Sebetulnya saya tidak menyetujui, berhubung bisnis lebih pas sebagai restoran penyedia hidangan bagi orang kantor. Namun, saya kalah suara. Dua puluh persen dibanding 80 persen.
Bisnis dengan konsep baru tidak bertahan lama. Dengan berbagai faktor yang sudah saya duga, penjualan cenderung turun sementara pengeluaran bertambah. Tak perlu lama, usaha kuliner hampir bangkrut.
Karyawan terpaksa dirumahkan dengan pesangon yang sepadan. Utang-utang terlebih dahulu diselesaikan. Langkah terakhir adalah menjual bisnis.Â
Meski di bawah ekspektasi, seluruh aset diambil alih oleh seorang musisi. Setelah dipotong biaya-biaya dan pajak, seluruh hasil penjualan dibagi sesuai komposisi saham.
Hasil penjualan di bawah modal. Secara teknis rugi, tetapi hubungan pertemanan tidak rusak. Masih terjaga. Bahkan, beberapa masih berkomunikasi hingga kini.
Kerja Bareng Teman dalam Proyek
Seorang teman mengajak kerja sama, setelah mengetahui bahwa perizinan usaha kecil saya cukup komplit. Sementara punyanya tidak lengkap, sehingga terbatas dalam perolehan proyek pemerintahan.

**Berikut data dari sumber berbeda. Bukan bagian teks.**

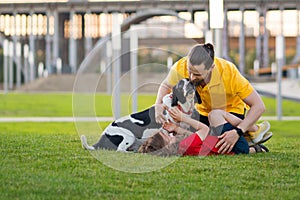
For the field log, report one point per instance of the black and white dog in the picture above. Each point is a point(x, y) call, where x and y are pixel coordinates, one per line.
point(129, 132)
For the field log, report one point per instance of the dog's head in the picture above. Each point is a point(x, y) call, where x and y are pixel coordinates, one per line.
point(183, 92)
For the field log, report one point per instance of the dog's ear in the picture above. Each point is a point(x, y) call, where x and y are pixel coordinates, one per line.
point(197, 98)
point(178, 93)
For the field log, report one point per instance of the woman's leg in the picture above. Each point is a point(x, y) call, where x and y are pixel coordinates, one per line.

Sebetulnya ia bukan pemilik perusahaan rekanan pemda itu. Istri dan anaknya yang tercatat dalam akta pendirian. Perlu diketahui, dalam perolehan proyek pemerintah disyaratkan pengurus perusahaan bukan Pegawai Negeri Sipil (PNS), TNI, atau Polri.
Profesi teman saya adalah guru SMA Negeri. Namanya tidak bisa dicantumkan dalam akta perusahaan, tapi pada kenyataannya ia mengendalikan penuh usaha tersebut. Entah bagaimana ia bisa mencuri waktu kerja sebagai guru.
Kesepakatan kerja bareng adalah, perusahaan saya maju sebagai pemenang tender (zaman itu masih bisa diatur). Ia bisa memperoleh proyek-proyek karena memiliki koneksi ordal (orang dalam) di satu dinas Pemerintah Kabupaten Anu.
Rencananya, modal kerja proyek ditanggung bersama. Berhubung kondisi keuangan saya terbatas jika mengongkosi proyek lebih dari satu, ia sanggup menanggung kekurangannya.
"Tenaaangg ...! Ada Tabungan. Kalau kurang, bisa gadai mobil atau rumah."